American successes in single-ship actions did not seriously impede the operations of the Royal Navy.  Its overwhelming superiority in numbers of ships began to tell as more vessels cruised off important ports to intercept U.S. Navy ships and merchantmen.  The British officially declared a blockade of part of the Atlantic coast in November 1812, gradually extending it to the entire length of the United States by the end of 1813.  Most U.S. warships were bottled up in port, from which only a few were able to slip out.  New England was not at first officially blockaded, but its merchant fleet suffered as well.
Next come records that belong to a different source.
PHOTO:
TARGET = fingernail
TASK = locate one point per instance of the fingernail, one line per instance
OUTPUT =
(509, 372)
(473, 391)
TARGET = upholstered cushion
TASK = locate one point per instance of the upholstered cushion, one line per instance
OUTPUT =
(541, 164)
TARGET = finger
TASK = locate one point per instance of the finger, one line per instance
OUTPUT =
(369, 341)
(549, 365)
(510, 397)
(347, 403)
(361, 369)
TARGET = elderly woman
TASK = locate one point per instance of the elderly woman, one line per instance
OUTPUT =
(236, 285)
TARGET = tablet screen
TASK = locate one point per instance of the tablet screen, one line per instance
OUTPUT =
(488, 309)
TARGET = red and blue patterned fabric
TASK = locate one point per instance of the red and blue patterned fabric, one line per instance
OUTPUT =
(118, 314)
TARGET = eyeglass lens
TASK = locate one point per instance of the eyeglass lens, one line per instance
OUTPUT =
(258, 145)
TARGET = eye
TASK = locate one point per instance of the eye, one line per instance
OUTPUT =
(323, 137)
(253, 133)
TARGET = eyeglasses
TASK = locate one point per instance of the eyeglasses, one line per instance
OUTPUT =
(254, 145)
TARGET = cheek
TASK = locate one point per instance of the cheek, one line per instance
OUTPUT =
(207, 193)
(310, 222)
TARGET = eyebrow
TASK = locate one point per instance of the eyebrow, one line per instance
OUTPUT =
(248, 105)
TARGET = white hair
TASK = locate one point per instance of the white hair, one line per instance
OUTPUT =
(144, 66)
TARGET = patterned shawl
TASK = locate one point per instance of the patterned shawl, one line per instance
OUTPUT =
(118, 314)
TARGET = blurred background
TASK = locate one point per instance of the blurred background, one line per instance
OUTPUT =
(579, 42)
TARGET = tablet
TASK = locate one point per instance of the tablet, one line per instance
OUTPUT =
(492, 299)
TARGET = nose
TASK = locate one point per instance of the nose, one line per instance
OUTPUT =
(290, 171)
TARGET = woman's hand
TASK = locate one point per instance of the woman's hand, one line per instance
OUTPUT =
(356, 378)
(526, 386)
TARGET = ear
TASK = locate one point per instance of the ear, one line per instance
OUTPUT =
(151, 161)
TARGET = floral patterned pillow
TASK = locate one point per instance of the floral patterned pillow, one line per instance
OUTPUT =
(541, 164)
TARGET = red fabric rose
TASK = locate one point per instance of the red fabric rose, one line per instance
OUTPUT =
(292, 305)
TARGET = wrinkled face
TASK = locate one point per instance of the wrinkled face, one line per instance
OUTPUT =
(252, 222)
British embarrassment over its losses to the heavy U.S. frigates was somewhat assuaged by Captain Philip Broke’s defeat of the USS Chesapeake with his HMS Shannon on June 1, 1813.  Captain James Lawrence rashly sailed from Boston with a poorly prepared ship and crew and was overwhelmed in just 15 minutes of fighting.

Though not entirely effective, the blockade strangled American seaborne trade.

Charles Heath, Boarding and Taking of the American Ship Chesapeake(London, 1816).  Colored engraving.  Graphics Division.

Following initial exchanges of fire, Shannon and Chesapeake became entangled, and a British boarding party fought its way aboard the American frigate.  Mortally wounded early in the action and carried below deck, Captain Lawrence ordered, “Don’t give up the ship.”  His crew was unable to comply, but Lawrence’s words were emblazoned on a battle flag flown by Oliver Hazard Perry during his victorious action on Lake Erie three months later.

James Lawrence (1781-1813).  Engraving after a painting by Alonzo Chappel (New York, 1862). Graphics Division.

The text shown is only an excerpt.